Sur celle de gauche:

QVANDO
MIGRAVIT
A SECVLO
...M...

Pour éviter la confusion dans cet article, nous poursuivrons l'examen des tombeaux en maintenant le classement que nous venons d'indiquer.

On peut considérer comme un des tombeaux les plus anciens parmi ceux accolés à des monuments religieux, le tombeau que l'on voit à Toulouse, entre les contre-forts des bâtiments des Chartreux. Ce monument du XIIe siècle, bien conservé, se compose d'un sarcophage placé dans une niche élevée au-dessus du sol, sur des colonnettes. Une arcature formant claire-voie défend le sarcophage.
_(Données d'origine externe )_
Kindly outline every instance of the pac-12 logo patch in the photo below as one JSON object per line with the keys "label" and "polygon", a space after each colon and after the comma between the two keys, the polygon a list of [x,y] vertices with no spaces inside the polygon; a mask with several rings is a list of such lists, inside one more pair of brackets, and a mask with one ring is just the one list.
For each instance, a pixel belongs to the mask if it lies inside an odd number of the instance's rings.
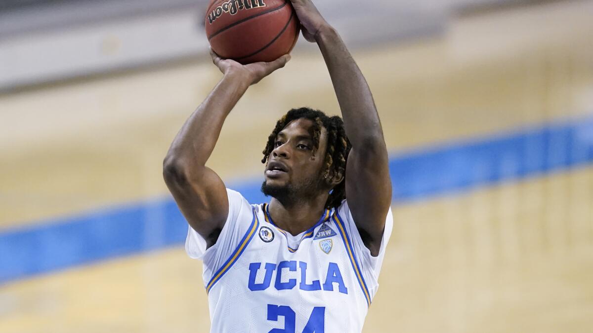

La figure 3 présente le plan de ce tombeau, et la figure 4 son élévation et sa coupe.

Les colonnettes sont de marbre, ainsi que le sarcophage, les arcatures en pierre, et le reste de la construction en briques. Ce tombeau était entièrement peint. On ne sait pour quel personnage il fut élevé, mais il est bien certain qu'ici le corps était déposé dans le sarcophage même, placé sur cinq colonnettes au-dessus du soubassement, conformément à l'usage admis encore au XIIe siècle dans les provinces méridionales, et qui semble dériver de traditions fort anciennes, étrangères à l'antiquité chrétienne gallo-romaine. Un siècle plus tard, cet usage d'enfermer les corps dans des sarcophages juchés sur des colonnettes était, comme nous l'avons dit plus haut, entièrement abandonné dans les provinces septentrionales, et très-rarement pratiqué même dans celles du Midi. Les corps étaient enterrés. Cependant la tradition influe sur la forme apparente des tombeaux. On voit encore dans le cloître de l'église de Saint-Salvy (d'Alby) un tombeau datant de la seconde moitié du XIIIe siècle, qui présente une disposition analogue à celle du monument des Chartreux de Toulouse donné ci-dessus. À Saint-Salvy, la claire-voie ne préservait point le sarcophage, mais bien le massif élevé sur la fosse et formant soubassement.